Luís XIV, o grande e incomparável Luís XIV, reuniu em torno de si peritos em toda classe de artes e ciências, homens de política e grandes militares, bem como a mais alta nobreza da Île-de-France, a qual compunha magnífico cadre de personalidades ilustres, astros reluzentes a orbitar em torno do Rei Sol.
Entretanto, o ocaso de tal esplendor se afigurava no horizonte. Toda aquela pompa era certamente um fruto do Preciosíssimo Sangue de Nosso Senhor Jesus Cristo e um dos mais belos aspectos da Civilização Cristã dele surgida, mas já não passava de mero invólucro a encobrir uma nobreza frívola e dissoluta. Mais dia, menos dia, aquele fruto podre haveria de cair, malgrado a beleza de sua casca.
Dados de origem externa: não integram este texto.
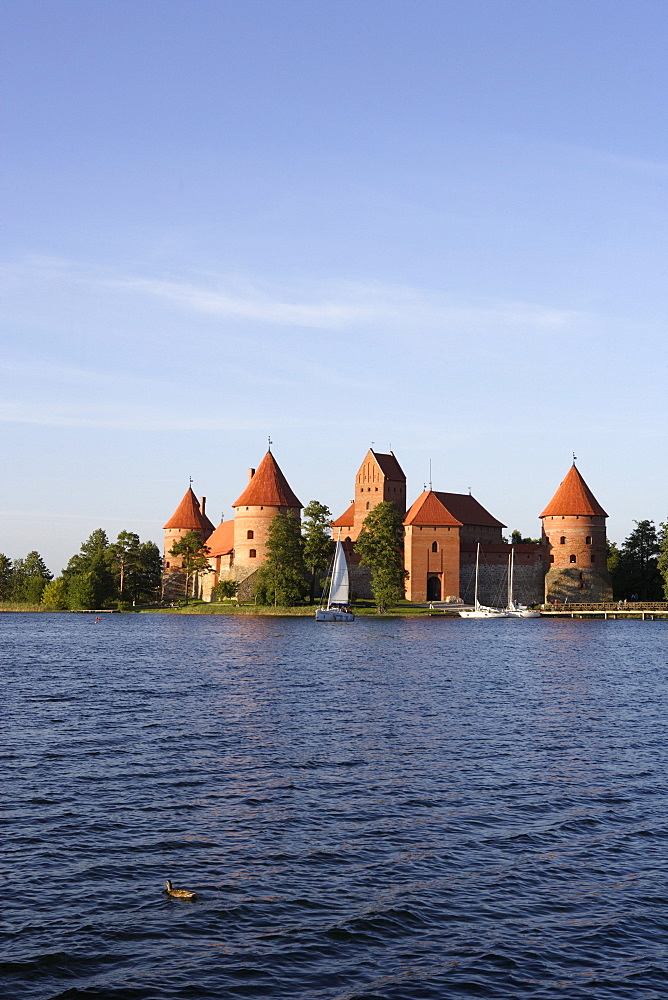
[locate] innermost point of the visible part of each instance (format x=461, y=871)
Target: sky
x=432, y=227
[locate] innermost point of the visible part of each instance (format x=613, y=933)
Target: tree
x=124, y=557
x=54, y=595
x=282, y=578
x=94, y=587
x=147, y=578
x=317, y=541
x=5, y=577
x=194, y=555
x=36, y=577
x=380, y=545
x=28, y=578
x=636, y=574
x=662, y=562
x=97, y=543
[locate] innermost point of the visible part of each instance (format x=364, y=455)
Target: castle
x=442, y=532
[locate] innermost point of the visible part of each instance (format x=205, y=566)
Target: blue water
x=391, y=809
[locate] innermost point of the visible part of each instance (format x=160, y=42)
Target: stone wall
x=528, y=584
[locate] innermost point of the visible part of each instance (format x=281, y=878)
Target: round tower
x=266, y=495
x=574, y=535
x=189, y=516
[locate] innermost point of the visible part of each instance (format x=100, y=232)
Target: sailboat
x=336, y=606
x=479, y=610
x=515, y=610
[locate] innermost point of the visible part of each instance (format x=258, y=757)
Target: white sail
x=338, y=592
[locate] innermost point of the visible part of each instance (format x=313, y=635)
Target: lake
x=396, y=809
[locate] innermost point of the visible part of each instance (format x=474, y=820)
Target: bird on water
x=180, y=893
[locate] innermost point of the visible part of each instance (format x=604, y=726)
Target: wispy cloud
x=325, y=305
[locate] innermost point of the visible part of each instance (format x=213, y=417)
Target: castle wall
x=423, y=564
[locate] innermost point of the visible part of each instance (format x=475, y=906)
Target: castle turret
x=574, y=534
x=188, y=516
x=266, y=495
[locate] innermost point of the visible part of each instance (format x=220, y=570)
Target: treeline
x=99, y=575
x=639, y=567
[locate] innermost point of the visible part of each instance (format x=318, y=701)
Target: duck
x=180, y=893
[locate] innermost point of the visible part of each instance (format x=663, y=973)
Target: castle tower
x=189, y=516
x=431, y=550
x=266, y=495
x=574, y=534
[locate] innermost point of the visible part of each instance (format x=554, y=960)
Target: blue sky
x=438, y=227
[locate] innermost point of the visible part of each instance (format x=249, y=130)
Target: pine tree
x=662, y=563
x=380, y=545
x=282, y=578
x=54, y=595
x=317, y=542
x=5, y=577
x=195, y=558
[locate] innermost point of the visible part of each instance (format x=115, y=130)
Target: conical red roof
x=189, y=516
x=268, y=487
x=573, y=498
x=428, y=509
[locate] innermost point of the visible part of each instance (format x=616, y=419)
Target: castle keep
x=442, y=532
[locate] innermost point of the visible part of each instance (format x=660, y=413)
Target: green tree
x=194, y=556
x=5, y=577
x=381, y=547
x=662, y=562
x=54, y=595
x=29, y=577
x=317, y=542
x=147, y=578
x=124, y=557
x=636, y=575
x=225, y=589
x=282, y=578
x=94, y=587
x=97, y=543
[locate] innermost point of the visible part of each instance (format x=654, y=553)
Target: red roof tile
x=573, y=498
x=428, y=509
x=467, y=509
x=389, y=466
x=221, y=542
x=347, y=519
x=268, y=487
x=189, y=516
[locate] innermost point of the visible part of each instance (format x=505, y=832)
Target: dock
x=643, y=610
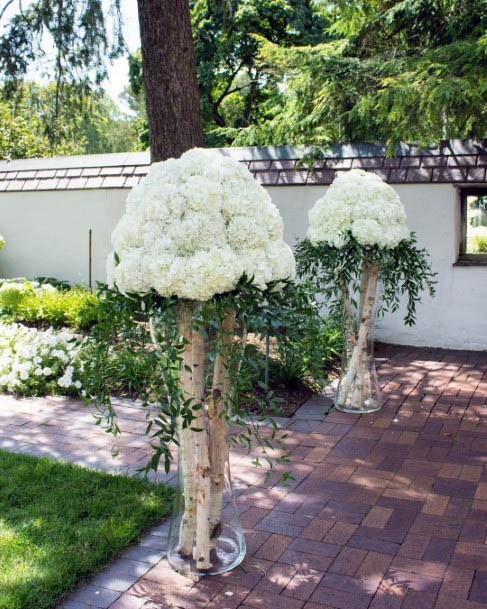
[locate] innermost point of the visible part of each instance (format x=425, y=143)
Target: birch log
x=220, y=395
x=201, y=551
x=186, y=441
x=358, y=359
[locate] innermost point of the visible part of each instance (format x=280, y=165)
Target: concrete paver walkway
x=386, y=511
Mas o “Coração que tanto amou os homens”1 não era indiferente à degringolada. O maior desejo do Salvador era conquistar o coração de Luís XIV, o que implicaria em sua mudança de vida… e na de toda uma nação. Com efeito, a França, filha primogênita da Igreja, ainda gozava da predileção divina. Por isso, um derradeiro apelo celeste a convidaria, por meio de seu monarca, à conversão.
O Rei dos Céus Se dirige ao rei da França
No mês de junho do ano de 1689, Santa Margarida Maria Alacoque, redige uma missiva à sua superiora na qual narra uma mensagem sobrenatural que recebera há pouco do Sagrado Coração de Jesus. Trata-se de um recado a ser transmitido a Luís XIV.
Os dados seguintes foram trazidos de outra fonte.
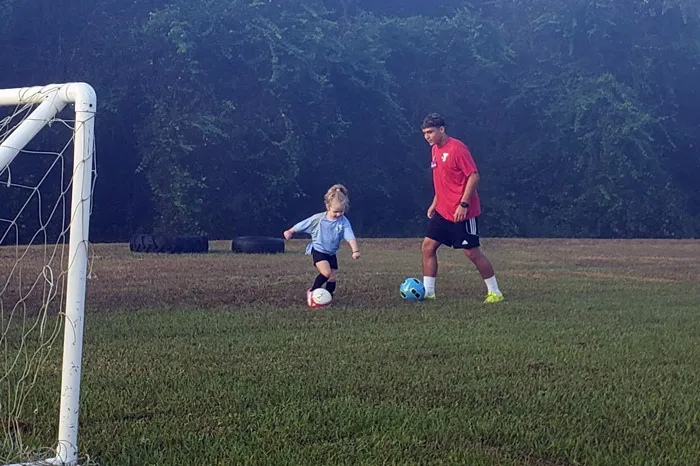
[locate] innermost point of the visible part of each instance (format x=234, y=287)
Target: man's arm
x=472, y=183
x=431, y=209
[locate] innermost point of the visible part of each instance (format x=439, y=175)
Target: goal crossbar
x=51, y=99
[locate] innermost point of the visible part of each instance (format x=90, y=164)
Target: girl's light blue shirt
x=326, y=235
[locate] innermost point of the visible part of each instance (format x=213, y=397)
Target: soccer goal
x=45, y=203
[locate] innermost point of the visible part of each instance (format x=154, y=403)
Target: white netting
x=35, y=217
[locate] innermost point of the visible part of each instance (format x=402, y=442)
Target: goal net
x=46, y=177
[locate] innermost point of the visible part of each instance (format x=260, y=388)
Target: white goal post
x=43, y=104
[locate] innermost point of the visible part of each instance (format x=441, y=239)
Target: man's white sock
x=492, y=285
x=429, y=284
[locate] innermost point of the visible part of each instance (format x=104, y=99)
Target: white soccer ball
x=320, y=297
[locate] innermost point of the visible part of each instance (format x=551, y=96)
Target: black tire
x=257, y=245
x=169, y=244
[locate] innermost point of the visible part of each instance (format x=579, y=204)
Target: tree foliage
x=234, y=116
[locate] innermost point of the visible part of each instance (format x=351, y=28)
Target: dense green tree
x=234, y=116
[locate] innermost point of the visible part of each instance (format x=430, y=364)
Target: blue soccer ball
x=412, y=289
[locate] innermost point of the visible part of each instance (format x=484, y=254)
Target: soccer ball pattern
x=412, y=289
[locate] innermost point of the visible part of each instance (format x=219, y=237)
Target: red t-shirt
x=452, y=164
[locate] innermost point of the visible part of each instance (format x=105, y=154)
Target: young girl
x=327, y=230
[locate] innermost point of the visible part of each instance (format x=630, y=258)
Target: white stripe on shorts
x=471, y=227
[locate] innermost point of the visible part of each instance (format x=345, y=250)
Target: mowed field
x=594, y=358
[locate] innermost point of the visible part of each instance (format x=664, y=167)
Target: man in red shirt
x=455, y=210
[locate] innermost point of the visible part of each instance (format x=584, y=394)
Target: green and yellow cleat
x=493, y=298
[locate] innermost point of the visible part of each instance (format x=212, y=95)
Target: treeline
x=229, y=117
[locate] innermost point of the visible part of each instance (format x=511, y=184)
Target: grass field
x=594, y=359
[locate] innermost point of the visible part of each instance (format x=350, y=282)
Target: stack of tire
x=169, y=244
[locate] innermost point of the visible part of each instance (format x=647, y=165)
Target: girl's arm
x=305, y=226
x=355, y=248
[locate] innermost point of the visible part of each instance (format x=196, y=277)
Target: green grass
x=575, y=368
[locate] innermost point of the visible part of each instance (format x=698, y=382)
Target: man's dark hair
x=433, y=120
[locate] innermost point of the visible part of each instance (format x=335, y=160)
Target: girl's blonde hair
x=337, y=193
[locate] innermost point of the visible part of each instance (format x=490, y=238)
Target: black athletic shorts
x=462, y=235
x=320, y=256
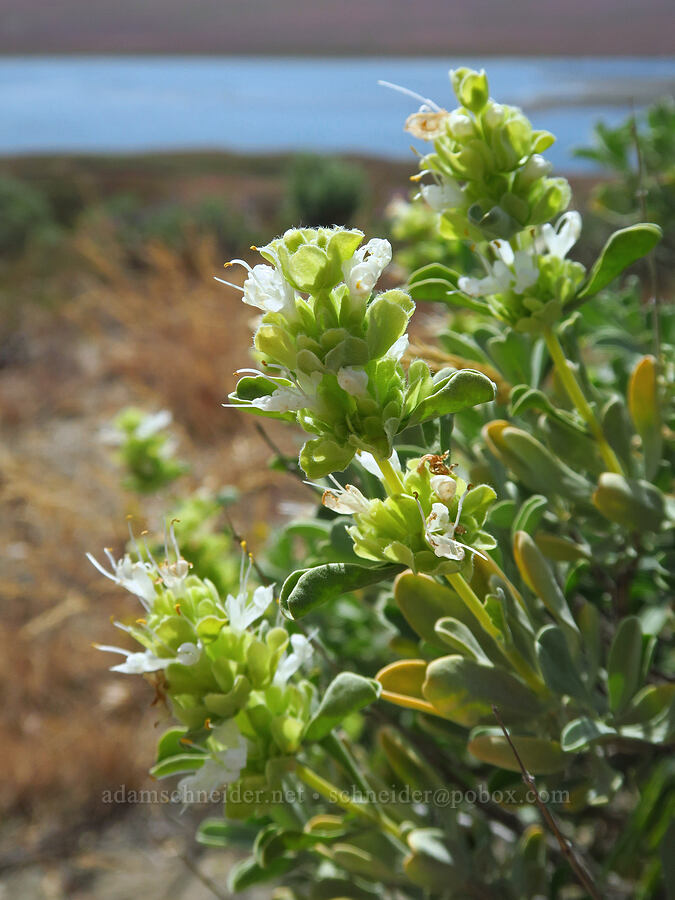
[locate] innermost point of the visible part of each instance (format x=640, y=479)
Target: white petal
x=398, y=348
x=136, y=663
x=348, y=501
x=266, y=289
x=563, y=237
x=443, y=486
x=445, y=546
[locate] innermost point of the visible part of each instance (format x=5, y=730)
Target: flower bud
x=460, y=126
x=470, y=87
x=551, y=196
x=536, y=167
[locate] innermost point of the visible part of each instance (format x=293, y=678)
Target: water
x=136, y=104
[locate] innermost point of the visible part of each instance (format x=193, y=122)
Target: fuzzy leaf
x=306, y=589
x=622, y=249
x=347, y=693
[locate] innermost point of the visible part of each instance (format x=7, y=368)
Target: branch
x=566, y=846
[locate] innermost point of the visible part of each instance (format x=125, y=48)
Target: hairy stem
x=576, y=395
x=390, y=477
x=568, y=850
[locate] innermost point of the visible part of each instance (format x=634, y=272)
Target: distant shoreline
x=463, y=54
O Rei dos Céus se dirigia ao monarca nos seguintes termos:
“Faz saber ao primogênito de meu Sagrado Coração que, assim como se obteve seu nascimento temporal pela devoção aos méritos de minha sagrada infância, assim se alcançará seu nascimento para a graça e para a glória eterna pela consagração que fizer de sua pessoa a meu Coração adorável, que quer alcançar vitória sobre o seu e, por meio dele, sobre o dos grandes da terra. Ele quer reinar em seu palácio, ser pintado em seus estandartes e gravado em suas armas para que sejam triunfantes sobre todos os seus inimigos, abatendo a seus pés estas cabeças orgulhosas e soberbas, a fim de que seja ele vitorioso sobre todos os inimigos da Igreja”.2
A quem o próprio Homem-Deus concedera, antes, tamanha dita? Quanta intimidade, quanto amor, quanta promessa! O caminho da restauração da França haveria de principiar na alma do rei, um homem verdadeiramente eleito e predileto… o “primogênito” do Coração de Jesus!
O rei “dado por Deus”
Nosso Senhor alude, em sua missiva, a “dois nascimentos” do Rei Luís XIV, ambos estreitamente unidos a desígnios providenciais. Analisemos um e outro.
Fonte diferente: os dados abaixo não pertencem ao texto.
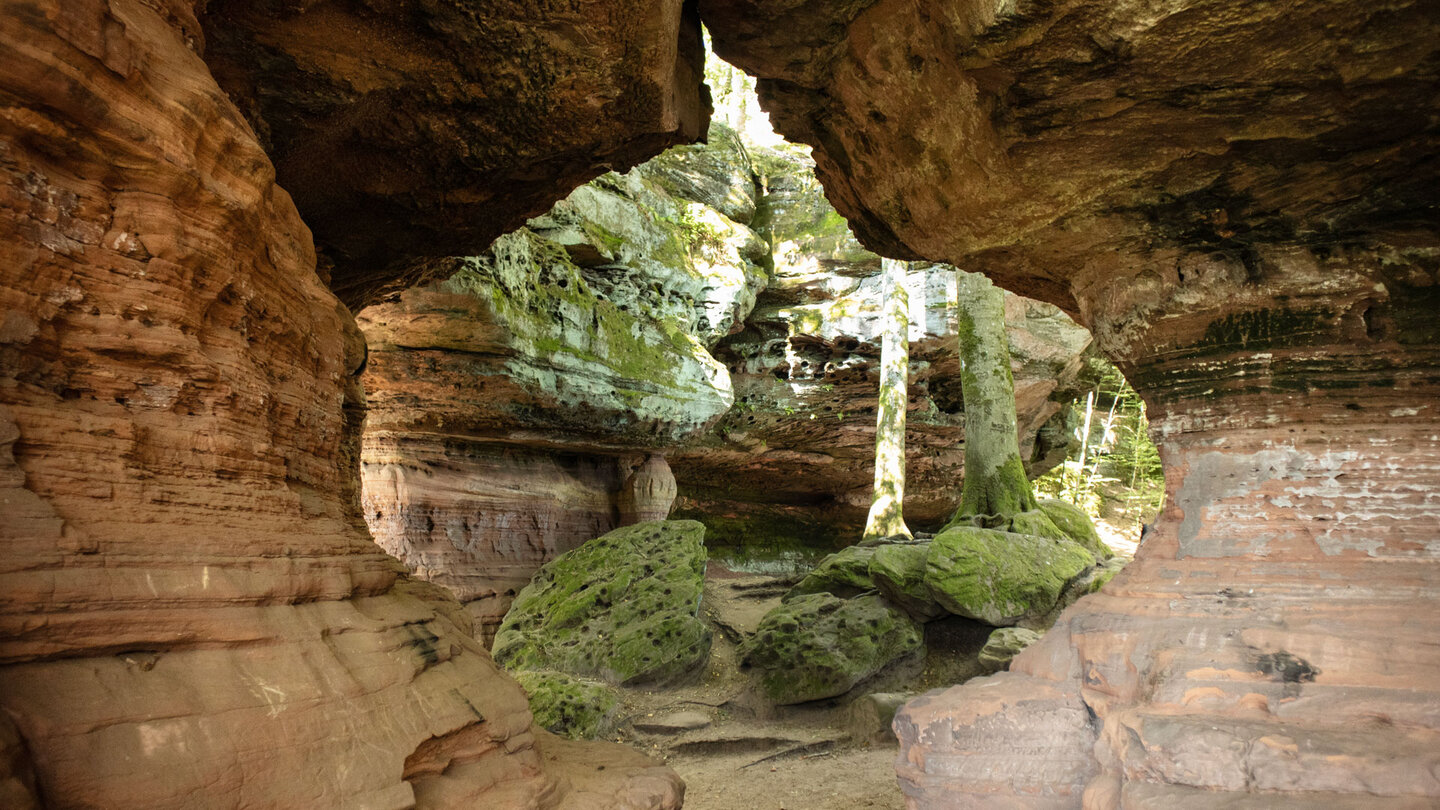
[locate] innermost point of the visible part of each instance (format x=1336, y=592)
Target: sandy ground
x=840, y=780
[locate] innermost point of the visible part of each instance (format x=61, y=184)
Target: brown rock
x=190, y=610
x=419, y=130
x=1239, y=201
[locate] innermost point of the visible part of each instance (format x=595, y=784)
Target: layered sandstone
x=1240, y=202
x=409, y=128
x=190, y=608
x=792, y=461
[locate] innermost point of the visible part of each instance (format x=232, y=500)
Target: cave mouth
x=514, y=438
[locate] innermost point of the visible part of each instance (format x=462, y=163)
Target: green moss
x=621, y=608
x=569, y=706
x=1004, y=644
x=1076, y=525
x=821, y=646
x=897, y=570
x=843, y=574
x=1000, y=577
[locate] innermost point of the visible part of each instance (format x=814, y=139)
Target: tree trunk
x=886, y=510
x=995, y=486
Após o matrimônio de Luís XIII com Ana d’Áustria, em 1615, os anos transcorrem sem que nasça à França um delfim, devido à esterilidade da rainha. Ademais, o temperamento de Ana d’Áustria, gênio firme e impetuoso, não se adequa bem aos hábitos frios e tímidos de Luís XIII, o que torna o convívio entre ambos ainda mais difícil.
Contudo, na noite de 3 de novembro de 1637, um frei agostiniano de nome Fiacre, enquanto reza em sua cela num convento de Paris, é agraciado com uma visão celeste: a Santíssima Virgem lhe apresenta o menino que Deus queria dar à coroa da França. Mas, para que tal graça fosse alcançada, seria necessária a recitação de uma novena, por parte da rainha, em honra a Nossa Senhora das Graças, cuja imagem era venerada no santuário de Cotignac.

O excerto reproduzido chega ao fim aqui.